From: bksvol-discuss-bounce@xxxxxxxxxxxxx
[mailto:bksvol-discuss-bounce@xxxxxxxxxxxxx] On Behalf Of Roger Loran Bailey
Sent: Friday, November 30, 2012 1:11 PM
To: bksvol-discuss@xxxxxxxxxxxxx
Subject: [bksvol-discuss] Re: Proofing: Is this correct?

 

Except for one thing. The ellipsis is to be treated as a word. If it is at
the end of a sentence it consists of the three dots and then an additional
period for a total of four dots. If it indicates a change of scenery or
scene it is still treated that way and with no asterisks. A change of scene
may be indicated with an ellipsis or it may be indicated with a blank line
or it may be indicated with both. The three asterisks are to be used when
there is a blank line that we want to retain though. Most often that is an
indication of a passage of time or an indication of scene, but it does not
necessarily have to be. Whatever it indicates it is replaced with three
asterisks. It has nothing to do with the ellipsis.    

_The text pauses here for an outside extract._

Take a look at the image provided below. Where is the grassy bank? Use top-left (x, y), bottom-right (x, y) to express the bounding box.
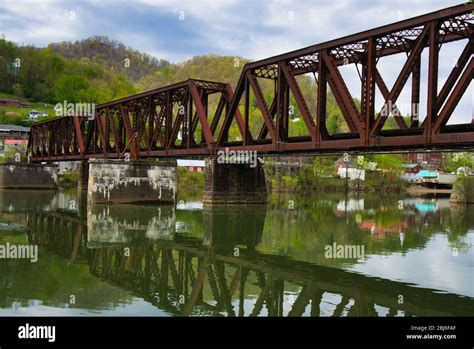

On 11/29/2012 11:41 PM, Sandi Ryan wrote:

Hi Reggie,

 

This looks correct to me for a book where the page numbers are at the
bottom.  

 

Sandi

 

----- Original Message ----- 

From: Regina Alvarado <mailto:reggie.alvarado@xxxxxxxxx>  

To: bksvol-discuss@xxxxxxxxxxxxx 

Sent: Thursday, November 29, 2012 9:43 PM

Subject: [bksvol-discuss] Proofing: Is this correct?

 

Received a book back for more editing.  Before I send back, I am trying to
proof the new way.  Want to know if this is correct.  I understand about the
font and points.  However, have a few other questions:

 

1.      When putting an ellipsis to denote change of scenery it is done like
this? 

 

Line of text

* * *

Line of text

 

2.      If the number is at the bottom of the page it is done like this? 

 

Last Line of text on a page

 

page number

Page break

 

3.      When there is a chapter name (understanding bolding and points and
fon) it is set up like this? 

 

First line below page break

 

Chapter number and title

First line of text

 

4.      When there is the start of a new page it is done like this. 

 

Line at top of page

 

First line of text

 

I will say thanks to anyone who helps.  Want to get this book up and not
have it come back for even more editing.